El hijo de Yehudá Er muere, como castigo por su conducta sexual extraviada, ya que con la misma impide la fertilización de su esposa Tamar.

El segundo hijo de Yehudá, Onan siguiendo la costumbre de no dejar a un hermano sin descendencia masculina se une a la viuda Tamar, pero, también fallece, por similares causas que su hermano. Al quedar Yehudá viudo, mantiene relaciones sexuales con su nuera Tamar, ignorando que era ella, naciendo de esta unión el hijo que proveerá la descendencia abundante de la tribu de Yehudá, y posteriormente el Reino de similar nombre, así como la estirpe real de David.

Iosef, es elevado de condición de simple esclavo a jefe de casa, pero, la esposa de su amo lo acusa falsamente de intentar violarla y es encarcelado. En prisión, Iosef nuevamente tiene éxito en sus acciones y es destacado, elevando su rango al de prisionero a cargo de la prisión.Allí, entre otras cosas, interpreta sueños, los más famosos los de dos ministros del Faraón que fueron encarcelados por supuestos, o ciertos, crímenes contra la majestad. Al ministro de bebidas le interpreta que será devuelto a sus importantes actividades en Palacio, mientras que al ministro de panificados le predice que será colgado por Faraón.


¿Qué dice la Torá esta semana?
Vaishlaj ("Y envió...") Sidrá 8ª sidrá de la Torá

El patriarca Iaacov retorna a Canaan , y teme enfrentarse con su hermano (Esav), por lo cual manda mensajeros con regalos que tienen la intención de apaciguarlo. Los enviados le informan que su hermano está acompañado por un ejército de cuatrocientos hombres. Iaacov teme por su vida y la de los suyos, por lo cual se prepara de tres maneras: divide el campamento y reza; se alista para el enfrentamiento bélico y envía presentes vistosos a su hermano.

La víspera de su encuentro Iaacov lucha contra un misterioso personaje, que no se conoce a ciencia cierta su procedencia o sus características.

Lo único certero es que ambos se agotan en el batallar hasta el amanecer, sin lograr uno superar al contrario plenamente.
Iaacov es herido en el tendón de la pierna izquierda.

El misterioso personaje le informa que Iaacov se ha hecho acreedor de un premio, su nombre ya no será Iaacov (el torcido o aferrado al tobillo), sino Israel (el que venció al hombre y a el misterioso personaje prominente; o también la persona recta).

A la mañana, el reencuentro no estuvo teñido de sangre, sino que los hermanos se reconcilian, se besan, se abrazan, y lloran, sin embargo no permanecen juntos, cada cual continúa su vida alejado del otro. El patriarca comienza a desplegarse por el territorio de la Tierra Prometida, y a entrar en contacto con sus habitantes. Dina, la joven hija de Iaacov, es seducida por Shejem hijo de Jamor, un príncipe cananeo, y mantienen relaciones sexuales . Shimón y Leví, dos de los hijos de Iaacov, engañan a la población regida por Shejem y los aniquilan a todos, a pesar de haber pactado un acuerdo de paz.
Dios ordena a Iaacov ir a Bet El y erigir allí un altar.

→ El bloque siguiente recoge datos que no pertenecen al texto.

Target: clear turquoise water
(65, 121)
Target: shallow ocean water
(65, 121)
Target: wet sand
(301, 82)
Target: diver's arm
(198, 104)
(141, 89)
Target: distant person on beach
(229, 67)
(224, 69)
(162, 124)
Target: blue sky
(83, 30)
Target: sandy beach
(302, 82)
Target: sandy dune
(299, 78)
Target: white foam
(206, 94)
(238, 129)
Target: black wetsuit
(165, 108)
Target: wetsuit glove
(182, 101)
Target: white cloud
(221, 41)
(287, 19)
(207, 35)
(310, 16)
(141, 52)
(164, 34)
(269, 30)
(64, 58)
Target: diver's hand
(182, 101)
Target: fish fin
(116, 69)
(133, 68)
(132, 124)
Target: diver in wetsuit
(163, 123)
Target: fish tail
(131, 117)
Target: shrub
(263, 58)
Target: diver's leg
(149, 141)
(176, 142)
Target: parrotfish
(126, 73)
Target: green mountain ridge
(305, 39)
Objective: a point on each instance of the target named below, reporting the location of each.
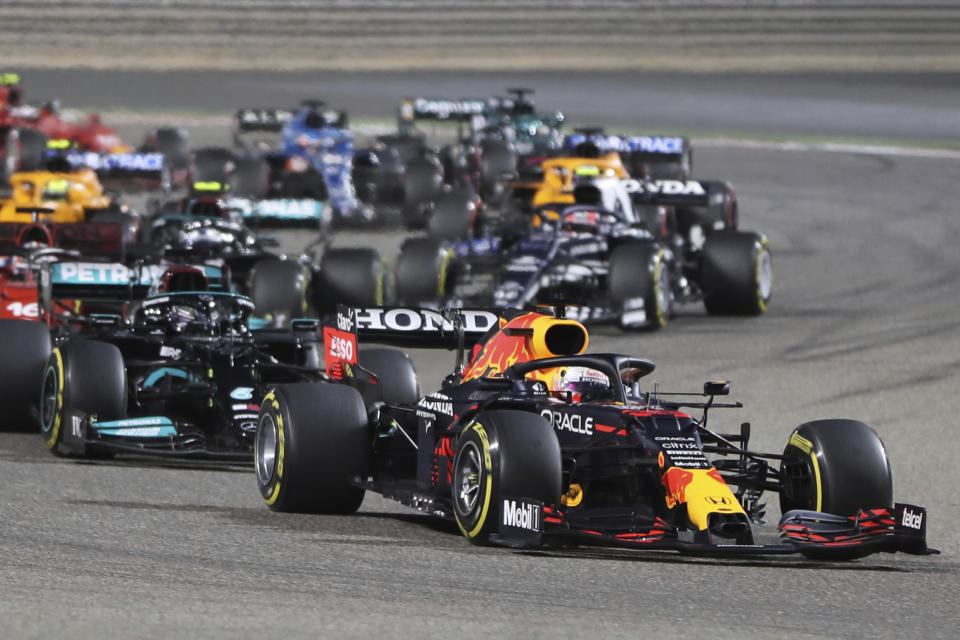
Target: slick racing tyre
(87, 376)
(835, 466)
(396, 382)
(172, 142)
(423, 180)
(250, 178)
(212, 164)
(307, 184)
(24, 349)
(354, 277)
(498, 162)
(640, 285)
(736, 273)
(33, 150)
(279, 290)
(312, 440)
(502, 454)
(454, 215)
(696, 222)
(422, 268)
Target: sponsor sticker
(340, 340)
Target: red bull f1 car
(533, 442)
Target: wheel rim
(468, 478)
(765, 276)
(266, 449)
(48, 399)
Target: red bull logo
(530, 336)
(502, 350)
(703, 491)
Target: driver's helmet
(314, 120)
(207, 208)
(579, 384)
(57, 189)
(34, 237)
(177, 279)
(14, 267)
(586, 149)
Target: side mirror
(268, 242)
(716, 388)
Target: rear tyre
(279, 290)
(835, 466)
(250, 178)
(212, 164)
(454, 214)
(422, 183)
(422, 267)
(312, 440)
(173, 143)
(502, 454)
(33, 150)
(24, 350)
(86, 376)
(354, 277)
(640, 285)
(498, 161)
(736, 273)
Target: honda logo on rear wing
(423, 327)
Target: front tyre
(502, 454)
(835, 466)
(312, 440)
(86, 376)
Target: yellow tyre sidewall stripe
(58, 414)
(761, 252)
(806, 446)
(271, 400)
(488, 489)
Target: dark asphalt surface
(898, 106)
(863, 324)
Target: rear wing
(294, 211)
(89, 238)
(91, 280)
(115, 167)
(681, 193)
(264, 120)
(442, 109)
(402, 327)
(668, 146)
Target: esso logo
(23, 310)
(341, 348)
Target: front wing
(813, 534)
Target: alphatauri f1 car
(535, 442)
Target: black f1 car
(629, 256)
(177, 372)
(533, 442)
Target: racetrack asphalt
(863, 324)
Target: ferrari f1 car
(534, 442)
(173, 373)
(629, 253)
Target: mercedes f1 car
(535, 442)
(177, 372)
(210, 229)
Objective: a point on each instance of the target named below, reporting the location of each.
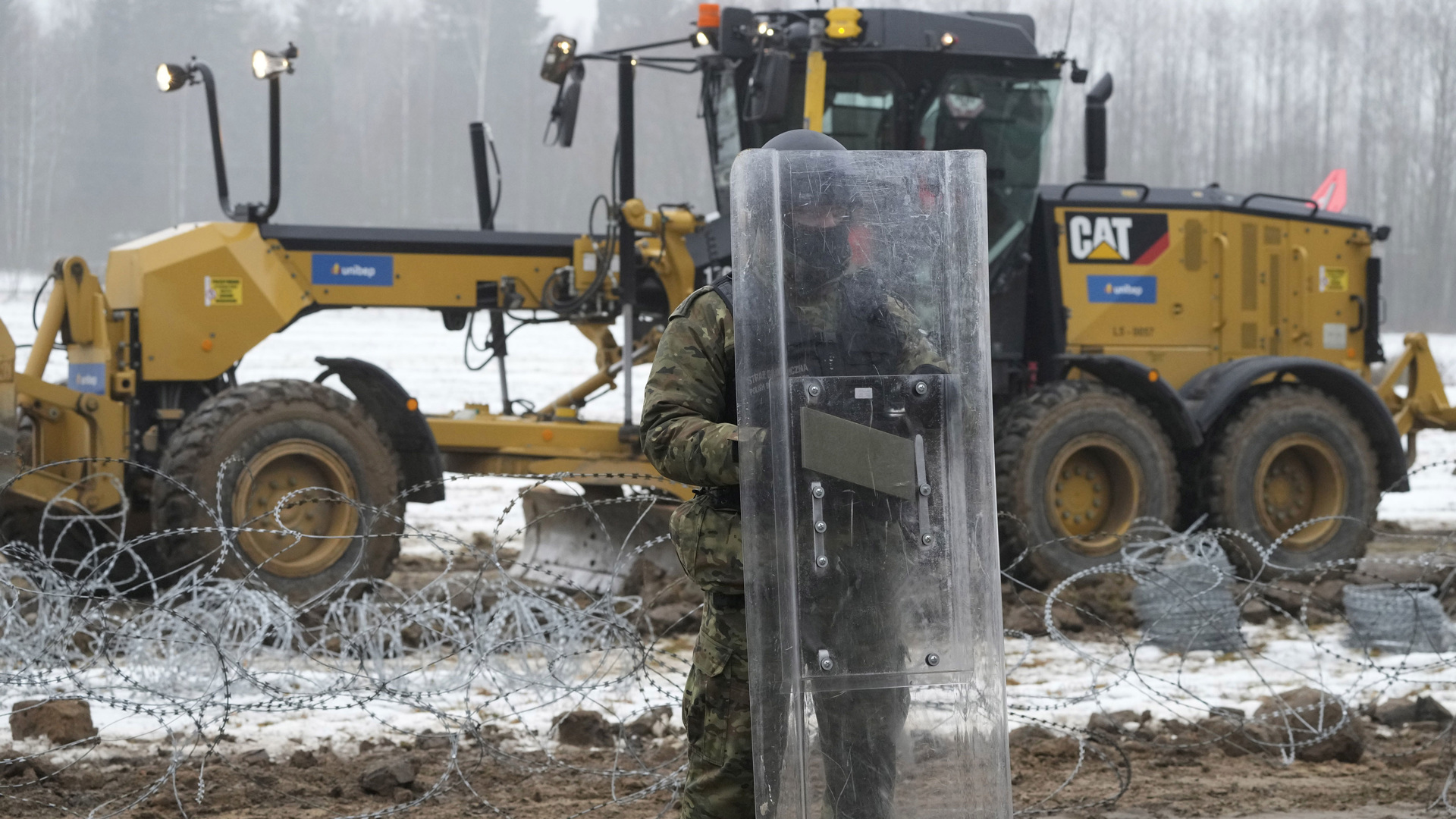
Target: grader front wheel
(1076, 464)
(308, 485)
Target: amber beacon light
(842, 24)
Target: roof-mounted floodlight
(172, 76)
(268, 64)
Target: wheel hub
(1299, 480)
(293, 504)
(1092, 491)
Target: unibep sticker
(221, 292)
(1332, 279)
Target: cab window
(859, 108)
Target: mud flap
(9, 419)
(593, 541)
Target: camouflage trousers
(715, 711)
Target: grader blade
(593, 541)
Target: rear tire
(1292, 455)
(253, 450)
(1076, 463)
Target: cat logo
(1116, 238)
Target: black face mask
(816, 257)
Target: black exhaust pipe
(1095, 124)
(482, 177)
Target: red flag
(1331, 194)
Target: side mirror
(564, 112)
(767, 86)
(561, 57)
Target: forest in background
(1257, 95)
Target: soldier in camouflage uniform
(691, 435)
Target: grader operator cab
(1161, 353)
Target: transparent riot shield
(868, 484)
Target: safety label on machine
(353, 270)
(221, 292)
(88, 378)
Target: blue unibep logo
(1123, 289)
(88, 378)
(351, 270)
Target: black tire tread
(1239, 428)
(1017, 422)
(190, 445)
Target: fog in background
(1258, 95)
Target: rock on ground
(63, 722)
(384, 776)
(585, 729)
(1404, 710)
(1308, 719)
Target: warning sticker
(1332, 279)
(221, 292)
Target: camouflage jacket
(691, 435)
(691, 431)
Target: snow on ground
(1069, 679)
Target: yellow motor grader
(1156, 352)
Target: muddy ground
(1397, 773)
(1119, 777)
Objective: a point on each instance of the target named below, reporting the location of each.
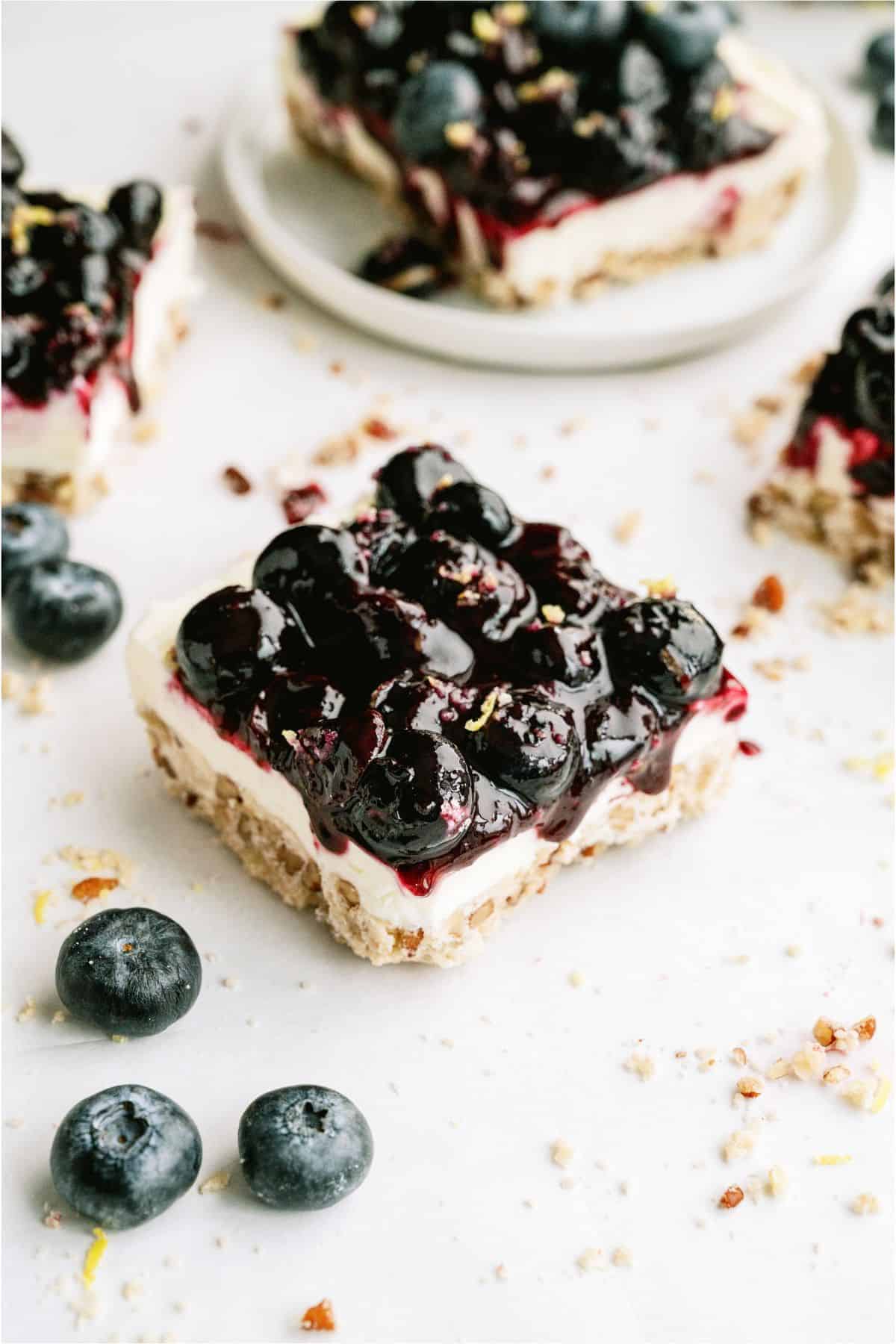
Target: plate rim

Estando aún de travesía, la mujer predilecta de Iaacov pare por segunda vez, dando a luz a Binamin, y muere, siendo enterrada en Beit Lejem.

Iaacov erigió un monumento recordatorio sobre su tumba que perdura hasta nuestros días.

Itzjak muere a la edad de ciento ochenta años, y sus hijos le entierran. Por último, se mencionan los descendientes de Esav.